Benchmarking fungal species classification using Oxford Nanopore Technologies long-read ITS metabarcodes
Benchmarking fungal species classification using Oxford Nanopore Technologies long-read ITS metabarcodes
Graetz, A.; Feng, J.; Ringeri, A.; Bird, A.; Vu, D.; Truong, C.; Schwessinger, B.
AbstractThe gold standard for fungal classification has long been specimen or culture-based, however, many Fungi display simple morphological characteristics, or are unculturable by current methods. Using DNA metabarcodes, many taxa can be identified from a single sample simultaneously, but annotating these sequences with species-level taxonomy often requires more information than short-read sequences afford. Oxford Nanopore Technologies (ONT) long-read sequencing has achieved species-level resolution in metabarcoding of bacteria and invertebrates, but complex fungal taxonomy and biology has been a hurdle to the application of this technology for Fungi.
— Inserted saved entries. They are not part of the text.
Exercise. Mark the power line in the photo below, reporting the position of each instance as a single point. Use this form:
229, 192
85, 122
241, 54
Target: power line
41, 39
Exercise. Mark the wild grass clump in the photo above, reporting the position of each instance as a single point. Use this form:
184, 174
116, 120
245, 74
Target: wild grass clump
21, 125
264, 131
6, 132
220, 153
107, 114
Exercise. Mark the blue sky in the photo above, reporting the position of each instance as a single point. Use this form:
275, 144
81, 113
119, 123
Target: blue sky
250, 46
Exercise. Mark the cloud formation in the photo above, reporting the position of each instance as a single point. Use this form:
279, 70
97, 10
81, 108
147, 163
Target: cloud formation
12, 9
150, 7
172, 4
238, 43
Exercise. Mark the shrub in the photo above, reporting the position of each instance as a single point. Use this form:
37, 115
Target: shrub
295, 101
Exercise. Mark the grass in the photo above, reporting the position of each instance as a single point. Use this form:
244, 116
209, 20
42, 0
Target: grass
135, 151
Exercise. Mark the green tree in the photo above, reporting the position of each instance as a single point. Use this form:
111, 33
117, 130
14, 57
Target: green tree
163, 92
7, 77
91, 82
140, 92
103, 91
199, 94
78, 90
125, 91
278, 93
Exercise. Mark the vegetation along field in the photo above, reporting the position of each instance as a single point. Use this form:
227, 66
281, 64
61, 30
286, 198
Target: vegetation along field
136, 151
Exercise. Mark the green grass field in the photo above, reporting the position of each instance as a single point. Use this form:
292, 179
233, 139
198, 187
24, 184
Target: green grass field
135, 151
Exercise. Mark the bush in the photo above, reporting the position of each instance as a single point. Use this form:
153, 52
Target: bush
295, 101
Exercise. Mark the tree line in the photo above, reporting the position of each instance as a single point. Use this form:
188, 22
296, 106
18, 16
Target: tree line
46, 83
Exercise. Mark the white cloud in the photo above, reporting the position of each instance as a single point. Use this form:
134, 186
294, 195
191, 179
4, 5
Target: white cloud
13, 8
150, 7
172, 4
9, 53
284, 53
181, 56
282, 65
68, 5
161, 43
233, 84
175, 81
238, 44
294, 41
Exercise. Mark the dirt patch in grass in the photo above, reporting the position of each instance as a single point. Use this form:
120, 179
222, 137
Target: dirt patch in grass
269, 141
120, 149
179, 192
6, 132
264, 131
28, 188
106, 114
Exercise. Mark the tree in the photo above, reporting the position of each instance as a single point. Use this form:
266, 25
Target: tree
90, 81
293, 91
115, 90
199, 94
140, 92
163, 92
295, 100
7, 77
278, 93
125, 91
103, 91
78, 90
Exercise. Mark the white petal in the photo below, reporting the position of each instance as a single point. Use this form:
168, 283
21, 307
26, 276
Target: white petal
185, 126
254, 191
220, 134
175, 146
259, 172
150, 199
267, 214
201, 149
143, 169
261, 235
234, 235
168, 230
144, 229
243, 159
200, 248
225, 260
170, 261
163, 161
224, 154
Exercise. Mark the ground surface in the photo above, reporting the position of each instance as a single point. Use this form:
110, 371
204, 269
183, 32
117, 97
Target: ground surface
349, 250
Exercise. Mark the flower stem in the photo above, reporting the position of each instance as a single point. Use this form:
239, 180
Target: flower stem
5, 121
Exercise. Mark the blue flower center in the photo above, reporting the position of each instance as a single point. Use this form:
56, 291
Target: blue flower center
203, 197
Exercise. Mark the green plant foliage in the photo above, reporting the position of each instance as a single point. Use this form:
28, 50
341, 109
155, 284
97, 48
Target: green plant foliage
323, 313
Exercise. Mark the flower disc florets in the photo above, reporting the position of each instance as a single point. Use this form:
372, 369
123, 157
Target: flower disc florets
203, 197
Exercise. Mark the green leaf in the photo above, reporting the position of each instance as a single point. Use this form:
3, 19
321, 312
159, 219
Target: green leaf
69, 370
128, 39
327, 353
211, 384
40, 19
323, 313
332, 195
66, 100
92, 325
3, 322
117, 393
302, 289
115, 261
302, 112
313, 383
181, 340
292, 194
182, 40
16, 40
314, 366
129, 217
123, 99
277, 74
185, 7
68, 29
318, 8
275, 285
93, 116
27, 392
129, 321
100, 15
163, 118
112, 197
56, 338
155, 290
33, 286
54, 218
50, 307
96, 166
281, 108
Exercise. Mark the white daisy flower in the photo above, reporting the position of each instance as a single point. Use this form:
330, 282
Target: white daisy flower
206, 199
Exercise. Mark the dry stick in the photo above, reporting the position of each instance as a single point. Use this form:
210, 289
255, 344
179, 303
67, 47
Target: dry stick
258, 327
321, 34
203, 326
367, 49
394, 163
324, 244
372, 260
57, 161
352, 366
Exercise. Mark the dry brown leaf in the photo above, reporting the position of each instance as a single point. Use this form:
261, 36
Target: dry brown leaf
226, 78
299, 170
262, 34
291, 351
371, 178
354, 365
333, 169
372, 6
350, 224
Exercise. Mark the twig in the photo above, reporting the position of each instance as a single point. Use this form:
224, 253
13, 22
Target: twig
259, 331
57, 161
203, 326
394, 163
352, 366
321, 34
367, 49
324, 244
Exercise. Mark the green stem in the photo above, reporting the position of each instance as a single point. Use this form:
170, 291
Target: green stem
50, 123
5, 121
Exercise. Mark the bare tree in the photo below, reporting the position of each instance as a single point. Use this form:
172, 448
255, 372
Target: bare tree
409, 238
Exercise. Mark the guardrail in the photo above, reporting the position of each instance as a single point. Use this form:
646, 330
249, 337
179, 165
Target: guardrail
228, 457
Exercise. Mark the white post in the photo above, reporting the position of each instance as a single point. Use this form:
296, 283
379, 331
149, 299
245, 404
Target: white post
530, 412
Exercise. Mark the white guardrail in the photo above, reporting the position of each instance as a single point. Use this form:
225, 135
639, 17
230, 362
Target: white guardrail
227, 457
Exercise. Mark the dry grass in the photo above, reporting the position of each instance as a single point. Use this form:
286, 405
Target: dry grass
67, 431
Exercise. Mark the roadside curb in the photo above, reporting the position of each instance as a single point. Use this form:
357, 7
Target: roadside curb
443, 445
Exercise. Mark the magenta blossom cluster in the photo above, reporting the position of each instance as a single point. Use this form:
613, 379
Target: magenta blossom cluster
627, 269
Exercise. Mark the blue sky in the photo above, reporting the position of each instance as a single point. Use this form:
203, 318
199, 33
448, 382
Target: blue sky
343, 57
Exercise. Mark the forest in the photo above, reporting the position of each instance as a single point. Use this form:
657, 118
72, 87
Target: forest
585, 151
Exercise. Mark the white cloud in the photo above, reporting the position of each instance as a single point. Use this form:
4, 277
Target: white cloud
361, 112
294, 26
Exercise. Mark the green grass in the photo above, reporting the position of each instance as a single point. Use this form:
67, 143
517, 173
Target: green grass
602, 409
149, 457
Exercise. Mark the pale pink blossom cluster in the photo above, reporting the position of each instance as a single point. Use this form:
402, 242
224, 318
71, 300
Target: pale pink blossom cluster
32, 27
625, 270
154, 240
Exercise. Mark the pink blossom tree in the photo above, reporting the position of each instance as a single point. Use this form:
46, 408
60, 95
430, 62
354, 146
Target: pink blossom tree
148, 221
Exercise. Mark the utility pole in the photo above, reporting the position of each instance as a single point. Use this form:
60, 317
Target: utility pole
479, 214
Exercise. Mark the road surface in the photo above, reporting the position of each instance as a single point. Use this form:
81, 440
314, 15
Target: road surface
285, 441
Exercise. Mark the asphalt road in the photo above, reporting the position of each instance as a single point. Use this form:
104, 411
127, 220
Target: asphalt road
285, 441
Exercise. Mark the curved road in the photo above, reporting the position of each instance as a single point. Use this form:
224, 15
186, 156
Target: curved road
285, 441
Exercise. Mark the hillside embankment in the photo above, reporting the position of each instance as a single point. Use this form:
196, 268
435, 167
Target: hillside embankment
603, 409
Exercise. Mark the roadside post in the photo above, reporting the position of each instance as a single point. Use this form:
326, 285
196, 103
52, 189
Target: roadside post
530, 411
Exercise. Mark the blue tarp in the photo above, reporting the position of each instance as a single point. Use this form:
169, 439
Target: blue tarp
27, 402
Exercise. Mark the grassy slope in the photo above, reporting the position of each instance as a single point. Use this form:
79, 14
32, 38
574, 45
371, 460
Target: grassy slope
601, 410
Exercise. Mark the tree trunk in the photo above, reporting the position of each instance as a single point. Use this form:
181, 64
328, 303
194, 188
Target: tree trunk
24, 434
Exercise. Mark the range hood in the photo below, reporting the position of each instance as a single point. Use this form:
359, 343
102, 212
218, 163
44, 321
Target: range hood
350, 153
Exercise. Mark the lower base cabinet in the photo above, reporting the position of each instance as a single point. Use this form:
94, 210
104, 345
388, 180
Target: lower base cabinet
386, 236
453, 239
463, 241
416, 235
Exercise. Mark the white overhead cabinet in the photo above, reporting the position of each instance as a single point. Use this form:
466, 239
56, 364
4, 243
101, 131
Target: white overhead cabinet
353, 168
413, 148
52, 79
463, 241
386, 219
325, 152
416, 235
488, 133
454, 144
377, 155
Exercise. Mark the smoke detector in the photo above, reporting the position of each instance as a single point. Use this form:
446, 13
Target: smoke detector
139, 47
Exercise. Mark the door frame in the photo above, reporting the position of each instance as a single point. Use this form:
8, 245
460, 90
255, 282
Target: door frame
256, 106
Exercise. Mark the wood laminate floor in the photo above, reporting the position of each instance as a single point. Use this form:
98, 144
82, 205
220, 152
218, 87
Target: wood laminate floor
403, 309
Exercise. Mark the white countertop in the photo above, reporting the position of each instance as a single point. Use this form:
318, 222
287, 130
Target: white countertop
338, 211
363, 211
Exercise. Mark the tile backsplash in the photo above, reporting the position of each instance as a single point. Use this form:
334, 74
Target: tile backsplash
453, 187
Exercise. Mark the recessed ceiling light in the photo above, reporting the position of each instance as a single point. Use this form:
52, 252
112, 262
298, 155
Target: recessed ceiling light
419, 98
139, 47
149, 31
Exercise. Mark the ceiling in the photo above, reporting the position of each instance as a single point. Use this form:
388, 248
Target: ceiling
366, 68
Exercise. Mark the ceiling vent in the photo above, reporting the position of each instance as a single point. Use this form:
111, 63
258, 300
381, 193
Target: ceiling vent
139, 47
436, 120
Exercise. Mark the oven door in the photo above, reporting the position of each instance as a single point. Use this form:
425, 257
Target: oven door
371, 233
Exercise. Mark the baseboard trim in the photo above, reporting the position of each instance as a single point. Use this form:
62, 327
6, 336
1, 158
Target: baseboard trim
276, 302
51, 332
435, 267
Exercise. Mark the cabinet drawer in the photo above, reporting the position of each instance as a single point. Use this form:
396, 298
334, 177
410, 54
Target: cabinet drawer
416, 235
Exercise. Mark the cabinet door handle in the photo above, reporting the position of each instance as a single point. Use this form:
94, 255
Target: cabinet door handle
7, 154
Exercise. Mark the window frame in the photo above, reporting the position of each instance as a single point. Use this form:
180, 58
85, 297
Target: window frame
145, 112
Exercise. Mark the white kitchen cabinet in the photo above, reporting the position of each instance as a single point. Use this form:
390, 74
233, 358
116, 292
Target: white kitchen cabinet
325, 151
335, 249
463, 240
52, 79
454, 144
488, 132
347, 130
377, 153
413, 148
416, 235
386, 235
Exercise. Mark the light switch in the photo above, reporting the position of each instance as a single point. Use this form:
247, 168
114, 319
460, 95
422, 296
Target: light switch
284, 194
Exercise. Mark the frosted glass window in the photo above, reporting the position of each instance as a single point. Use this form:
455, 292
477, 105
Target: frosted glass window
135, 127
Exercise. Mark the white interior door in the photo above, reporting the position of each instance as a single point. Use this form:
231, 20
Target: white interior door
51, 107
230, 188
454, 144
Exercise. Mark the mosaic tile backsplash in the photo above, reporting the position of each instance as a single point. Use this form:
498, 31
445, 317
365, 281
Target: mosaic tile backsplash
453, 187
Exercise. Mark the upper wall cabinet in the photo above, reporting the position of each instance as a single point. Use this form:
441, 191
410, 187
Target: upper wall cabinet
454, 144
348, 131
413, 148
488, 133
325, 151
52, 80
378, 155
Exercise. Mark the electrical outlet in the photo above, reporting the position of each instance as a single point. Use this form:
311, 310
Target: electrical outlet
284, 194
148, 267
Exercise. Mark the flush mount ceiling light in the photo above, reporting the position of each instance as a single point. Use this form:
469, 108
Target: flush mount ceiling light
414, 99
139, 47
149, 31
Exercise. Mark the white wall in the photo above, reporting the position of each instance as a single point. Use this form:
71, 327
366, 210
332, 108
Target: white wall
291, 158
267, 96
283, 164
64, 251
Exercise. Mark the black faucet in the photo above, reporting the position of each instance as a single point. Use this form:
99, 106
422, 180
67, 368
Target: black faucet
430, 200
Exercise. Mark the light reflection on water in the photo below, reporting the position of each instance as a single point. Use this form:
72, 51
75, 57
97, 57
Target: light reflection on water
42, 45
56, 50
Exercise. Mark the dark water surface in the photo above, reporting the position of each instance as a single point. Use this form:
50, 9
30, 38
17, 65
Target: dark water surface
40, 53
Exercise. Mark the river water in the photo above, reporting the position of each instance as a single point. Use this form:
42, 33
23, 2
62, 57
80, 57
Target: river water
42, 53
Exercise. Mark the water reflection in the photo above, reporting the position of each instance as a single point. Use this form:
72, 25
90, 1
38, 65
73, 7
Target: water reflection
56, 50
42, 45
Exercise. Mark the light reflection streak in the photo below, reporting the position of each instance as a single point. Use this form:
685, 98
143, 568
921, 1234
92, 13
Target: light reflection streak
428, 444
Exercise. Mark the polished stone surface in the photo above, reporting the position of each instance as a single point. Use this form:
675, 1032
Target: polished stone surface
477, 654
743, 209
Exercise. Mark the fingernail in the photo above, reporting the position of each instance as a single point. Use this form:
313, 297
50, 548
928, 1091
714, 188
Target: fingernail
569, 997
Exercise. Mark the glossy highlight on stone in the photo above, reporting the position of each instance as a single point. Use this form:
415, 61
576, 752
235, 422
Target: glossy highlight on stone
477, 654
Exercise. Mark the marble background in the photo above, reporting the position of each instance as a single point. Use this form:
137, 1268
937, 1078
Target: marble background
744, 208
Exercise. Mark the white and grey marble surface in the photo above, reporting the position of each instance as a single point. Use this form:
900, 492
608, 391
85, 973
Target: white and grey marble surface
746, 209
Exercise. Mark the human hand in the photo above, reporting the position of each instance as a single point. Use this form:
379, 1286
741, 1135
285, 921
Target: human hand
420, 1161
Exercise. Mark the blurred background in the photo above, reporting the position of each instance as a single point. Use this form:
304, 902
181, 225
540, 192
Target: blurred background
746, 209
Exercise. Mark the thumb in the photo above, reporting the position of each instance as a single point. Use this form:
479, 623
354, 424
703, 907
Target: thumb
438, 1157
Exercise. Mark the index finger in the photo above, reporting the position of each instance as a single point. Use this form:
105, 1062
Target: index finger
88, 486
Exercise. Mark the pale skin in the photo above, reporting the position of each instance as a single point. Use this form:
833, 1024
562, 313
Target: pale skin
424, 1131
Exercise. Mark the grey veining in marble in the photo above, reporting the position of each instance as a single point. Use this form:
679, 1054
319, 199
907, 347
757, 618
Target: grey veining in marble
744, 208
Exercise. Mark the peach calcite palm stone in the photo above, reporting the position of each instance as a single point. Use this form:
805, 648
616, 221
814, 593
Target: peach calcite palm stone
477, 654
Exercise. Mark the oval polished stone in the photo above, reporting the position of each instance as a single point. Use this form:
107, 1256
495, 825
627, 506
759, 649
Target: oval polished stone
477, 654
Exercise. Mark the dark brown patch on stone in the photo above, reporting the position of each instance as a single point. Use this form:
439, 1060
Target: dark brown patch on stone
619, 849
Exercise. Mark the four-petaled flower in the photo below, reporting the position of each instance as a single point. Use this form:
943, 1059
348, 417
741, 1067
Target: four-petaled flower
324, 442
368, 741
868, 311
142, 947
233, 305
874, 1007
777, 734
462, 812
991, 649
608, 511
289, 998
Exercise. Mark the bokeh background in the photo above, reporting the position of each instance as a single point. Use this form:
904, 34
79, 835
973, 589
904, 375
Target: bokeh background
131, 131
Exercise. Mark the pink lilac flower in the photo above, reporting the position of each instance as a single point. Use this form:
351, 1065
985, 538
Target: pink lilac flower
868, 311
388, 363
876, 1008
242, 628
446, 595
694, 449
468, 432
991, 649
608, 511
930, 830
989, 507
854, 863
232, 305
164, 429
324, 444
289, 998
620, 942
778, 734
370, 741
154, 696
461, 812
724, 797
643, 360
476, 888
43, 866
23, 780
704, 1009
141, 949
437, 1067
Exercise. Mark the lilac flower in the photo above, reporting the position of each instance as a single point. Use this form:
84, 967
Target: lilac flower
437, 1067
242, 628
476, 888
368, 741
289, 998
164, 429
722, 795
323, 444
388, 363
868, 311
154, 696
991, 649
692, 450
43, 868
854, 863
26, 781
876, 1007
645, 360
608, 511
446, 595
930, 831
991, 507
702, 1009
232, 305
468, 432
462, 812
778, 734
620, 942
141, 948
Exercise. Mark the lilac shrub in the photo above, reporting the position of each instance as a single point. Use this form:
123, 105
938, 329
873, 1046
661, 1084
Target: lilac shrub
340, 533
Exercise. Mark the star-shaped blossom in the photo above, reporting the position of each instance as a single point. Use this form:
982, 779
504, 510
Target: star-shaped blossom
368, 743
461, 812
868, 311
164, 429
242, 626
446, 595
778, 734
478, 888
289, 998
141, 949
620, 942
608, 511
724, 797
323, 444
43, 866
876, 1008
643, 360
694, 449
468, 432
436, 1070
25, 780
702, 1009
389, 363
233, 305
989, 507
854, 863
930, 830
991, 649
In this work, we use a mock community of real ONT long-read metabarcodes from 54 fungi from the Dikarya subkingdom to extensively benchmark classification approaches to assign species-level taxonomy. We compare eight classification approaches spanning alignment and k-mer based algorithms, to emerging machine learning methods, and assess the sensitivity, precision, and diversity estimation of each classifier at the species level. Our results indicate that classifiers which determine informed thresholds of sequence similarity based on a provided reference database are not only more accurate at the species level, but more consistent to correct species abundance distributions, and better able to place sequences from \"unknown\" species taxonomically closer to their true origin. We demonstrate the power of machine learning classifiers to leverage long-read metabarcodes, and their promise as emerging methods in DNA sequence classification. We present our results in the context of real-world use cases, to demonstrate that species-level taxonomic inference is achievable, precise, and reliable with ONT long-read fungal metabarcodes.